Some people many think that SDN still does nothing. For us, architectural decisions taken almost two years ago were proved operationally sound and correct. Engineering proofs along the way are the foundational elements of building a company. Our end goal is to build a big company, by cycling through the engineering proofs that over the long term, enable us to build networks differently and realize the true vision of the company.
As always I could be wrong as I hacked this post together in between meetings.
/wrk
Can you explain how, over the course if an entire weekend, no MAC address aged out and where flushed?
I understand being able to maintain existing topology for some finite amount of time as well as not being able to learn/distribute new MAC address during controller outage but over an entire weekend?

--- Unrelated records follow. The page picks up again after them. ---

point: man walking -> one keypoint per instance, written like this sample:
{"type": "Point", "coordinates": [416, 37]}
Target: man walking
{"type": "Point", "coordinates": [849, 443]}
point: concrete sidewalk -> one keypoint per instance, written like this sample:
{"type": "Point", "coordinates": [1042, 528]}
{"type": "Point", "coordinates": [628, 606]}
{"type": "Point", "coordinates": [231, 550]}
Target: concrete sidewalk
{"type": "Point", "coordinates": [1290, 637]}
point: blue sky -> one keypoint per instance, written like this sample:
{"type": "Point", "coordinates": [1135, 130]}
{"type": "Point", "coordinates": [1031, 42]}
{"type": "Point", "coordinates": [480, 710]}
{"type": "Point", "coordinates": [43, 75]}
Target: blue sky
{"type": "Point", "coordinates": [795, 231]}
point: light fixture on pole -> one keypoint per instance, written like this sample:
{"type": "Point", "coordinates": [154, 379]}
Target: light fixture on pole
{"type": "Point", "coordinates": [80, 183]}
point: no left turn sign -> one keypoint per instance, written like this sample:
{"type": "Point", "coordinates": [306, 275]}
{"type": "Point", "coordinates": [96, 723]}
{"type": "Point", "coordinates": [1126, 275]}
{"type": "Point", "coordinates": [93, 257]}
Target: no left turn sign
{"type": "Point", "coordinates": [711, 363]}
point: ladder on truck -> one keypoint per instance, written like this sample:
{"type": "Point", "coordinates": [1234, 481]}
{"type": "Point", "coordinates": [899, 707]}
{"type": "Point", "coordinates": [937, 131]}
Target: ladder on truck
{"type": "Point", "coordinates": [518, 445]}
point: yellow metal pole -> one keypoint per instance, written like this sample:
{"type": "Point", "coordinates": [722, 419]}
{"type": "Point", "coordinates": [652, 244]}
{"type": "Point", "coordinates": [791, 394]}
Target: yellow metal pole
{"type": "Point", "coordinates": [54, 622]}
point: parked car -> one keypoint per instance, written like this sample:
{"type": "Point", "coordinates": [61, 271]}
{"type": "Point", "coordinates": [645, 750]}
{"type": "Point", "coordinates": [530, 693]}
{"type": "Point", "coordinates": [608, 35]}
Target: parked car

The co-controllers on the switch elements did the learning and forwarding. The central controller exists for optimization, algorithmic fitting, API access, etc. The switch elements have default forwarding mechanisms just like a old school network. When the central controller is present, we can execute better fitting of workloads, if it is not present we use one of the many prior topologies calculated by the central controller when it was present or we default to traditional old school network. When the central controller comes back, it begins to analyze, inventory and calculate typologies. BTW…astute question from you.